Masih ingatkah kamu dengan makanan tiwul? Anak-anak muda jaman sekarang mungkin banyak yang asing dengan makanan ini. Atau mereka malah tak pernah mendengarnya. Tiwul dibuat dari gaplek atau singkong yang dikeringkan. Kemudian digiling atau ditumbuk menjadi tepung. Tepung ini kemudian dikukus hingga matang menjadi tiwul.
Sewaktu saya masih kecil, tiwul menjadi menu jajanan sehari-hari. Tak cuma tiwul, ada juga gatot, gethuk, dan makanan lain yang diolah dari umbi-umbian. Bahkan di beberapa daerah, tiwul menjadi santapan utama.
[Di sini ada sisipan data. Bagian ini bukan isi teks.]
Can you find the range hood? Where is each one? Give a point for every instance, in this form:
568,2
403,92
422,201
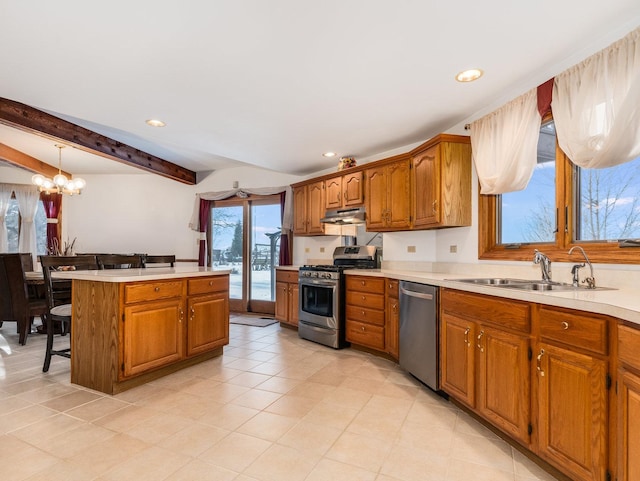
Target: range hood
344,216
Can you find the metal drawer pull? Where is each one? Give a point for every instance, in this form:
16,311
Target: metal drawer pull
539,360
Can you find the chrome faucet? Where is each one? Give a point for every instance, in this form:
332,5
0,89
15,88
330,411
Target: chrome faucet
545,265
590,281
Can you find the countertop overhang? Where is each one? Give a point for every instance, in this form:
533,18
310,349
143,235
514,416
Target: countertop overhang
623,303
134,275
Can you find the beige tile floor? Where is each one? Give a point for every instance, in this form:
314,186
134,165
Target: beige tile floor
272,408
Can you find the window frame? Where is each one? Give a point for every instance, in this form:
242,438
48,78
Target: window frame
598,251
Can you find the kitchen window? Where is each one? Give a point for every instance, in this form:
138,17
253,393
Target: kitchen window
564,205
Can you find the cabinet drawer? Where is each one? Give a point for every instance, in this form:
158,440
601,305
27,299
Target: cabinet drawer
287,276
365,334
206,285
504,313
364,299
391,287
367,284
151,291
364,314
575,328
629,345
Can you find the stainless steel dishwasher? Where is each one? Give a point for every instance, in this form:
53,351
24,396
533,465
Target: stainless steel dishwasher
418,331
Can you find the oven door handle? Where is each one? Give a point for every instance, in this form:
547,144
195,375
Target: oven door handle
314,282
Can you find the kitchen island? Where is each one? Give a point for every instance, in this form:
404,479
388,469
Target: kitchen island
130,326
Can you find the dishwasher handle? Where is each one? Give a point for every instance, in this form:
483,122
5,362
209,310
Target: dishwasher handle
420,295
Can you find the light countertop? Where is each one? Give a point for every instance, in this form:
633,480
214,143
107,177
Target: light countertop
622,303
133,275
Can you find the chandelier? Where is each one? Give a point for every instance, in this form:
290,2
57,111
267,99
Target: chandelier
59,183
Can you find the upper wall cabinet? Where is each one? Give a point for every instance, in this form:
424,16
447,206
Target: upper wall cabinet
387,196
441,183
308,208
344,191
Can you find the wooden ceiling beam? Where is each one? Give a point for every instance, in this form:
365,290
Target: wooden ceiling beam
20,159
29,119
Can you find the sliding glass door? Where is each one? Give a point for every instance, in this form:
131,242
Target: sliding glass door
245,239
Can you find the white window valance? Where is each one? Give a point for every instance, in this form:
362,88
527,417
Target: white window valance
287,219
504,145
596,106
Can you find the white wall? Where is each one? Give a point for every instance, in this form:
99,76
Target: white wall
148,213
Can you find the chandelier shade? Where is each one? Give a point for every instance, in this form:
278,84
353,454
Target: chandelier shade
59,183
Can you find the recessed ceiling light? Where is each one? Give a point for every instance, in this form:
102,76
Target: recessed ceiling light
155,123
469,75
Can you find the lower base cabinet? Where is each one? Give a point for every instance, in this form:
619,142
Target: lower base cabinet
538,373
628,439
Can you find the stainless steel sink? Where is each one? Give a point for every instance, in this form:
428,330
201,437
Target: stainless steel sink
524,284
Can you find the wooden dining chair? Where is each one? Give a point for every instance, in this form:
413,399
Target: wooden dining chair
120,261
159,261
17,304
57,311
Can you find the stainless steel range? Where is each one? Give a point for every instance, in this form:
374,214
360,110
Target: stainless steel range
321,313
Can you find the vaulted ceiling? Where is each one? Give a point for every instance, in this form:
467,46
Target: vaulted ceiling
277,83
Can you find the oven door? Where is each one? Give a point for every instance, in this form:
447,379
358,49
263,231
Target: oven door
319,302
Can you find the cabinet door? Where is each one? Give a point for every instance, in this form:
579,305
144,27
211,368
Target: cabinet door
300,210
208,325
333,193
316,208
399,201
376,198
629,427
457,358
352,189
572,411
504,380
426,188
294,302
152,335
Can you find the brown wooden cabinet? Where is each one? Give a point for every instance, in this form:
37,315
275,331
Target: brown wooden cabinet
388,196
287,297
365,305
125,334
484,360
441,183
572,372
628,405
207,314
308,209
344,191
392,318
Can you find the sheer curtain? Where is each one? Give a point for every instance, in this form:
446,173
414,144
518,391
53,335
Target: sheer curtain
198,222
28,198
5,197
596,106
51,203
505,145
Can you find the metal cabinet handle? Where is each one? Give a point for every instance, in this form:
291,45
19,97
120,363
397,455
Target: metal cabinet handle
539,363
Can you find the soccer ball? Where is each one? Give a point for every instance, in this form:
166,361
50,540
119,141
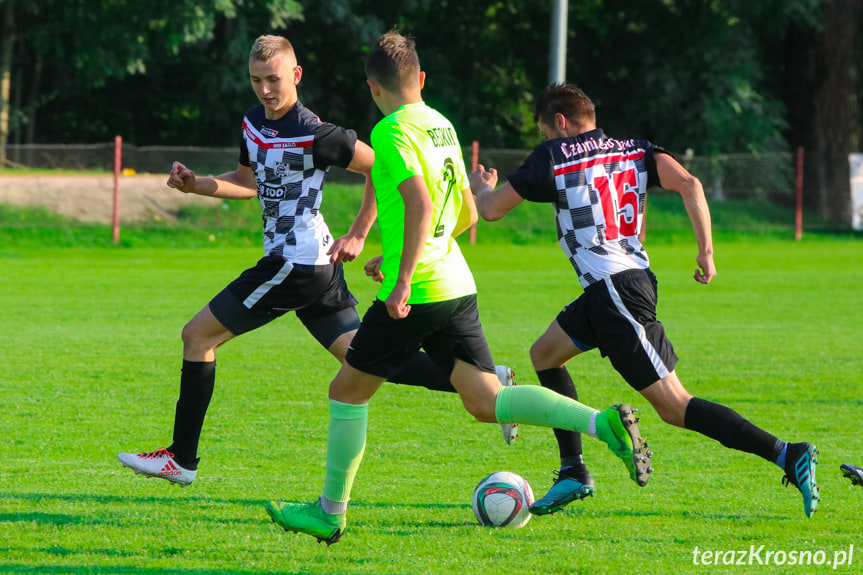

Namun nasib tiwul sekarang terpinggirkan. Seiring dengan anggapan bahwa mengkonsumsi tiwul berarti dijerat kemiskinan. Makan tiwul berarti tak sejahtera. Anggapan ini muncul seiring dengan upaya pemerintah yang menyeragamkan makanan pokok masyarakt menjadi beras. Bahkan di Sekolah-sekolah diajarkan, lewat ”4 Sehat 5 Sempurna” bahwa makanan pokok adalah nasi. Lambat laut tiwul dan yang lain tergeser hanya jadi makanan penyanding, yang kemudian juga makin terpinggirkan.
Kebijakan pemerintah yang mengedepankan beras menjadi satu-satunya makanan pokok dan meminggirkan sumber pangan lokal yang lain, juga turut menghilangkan sumber-sumber pangan lokal. Belum lagi guyuran makanan berbahan berbahan dasar gandum yang masuk hingga ke desa-desa, makin meminggirkan kedigdayaan pangan lokal.
Perlu upaya yang cukup keras untuk kembali memperkenalkan pangan lokal kita yang beranekaragam, sehingga tak melulu bergantung pada beras dan gandum.
Mari kita kenalkan pangan lokal kepada orang-orang di sekitar kita.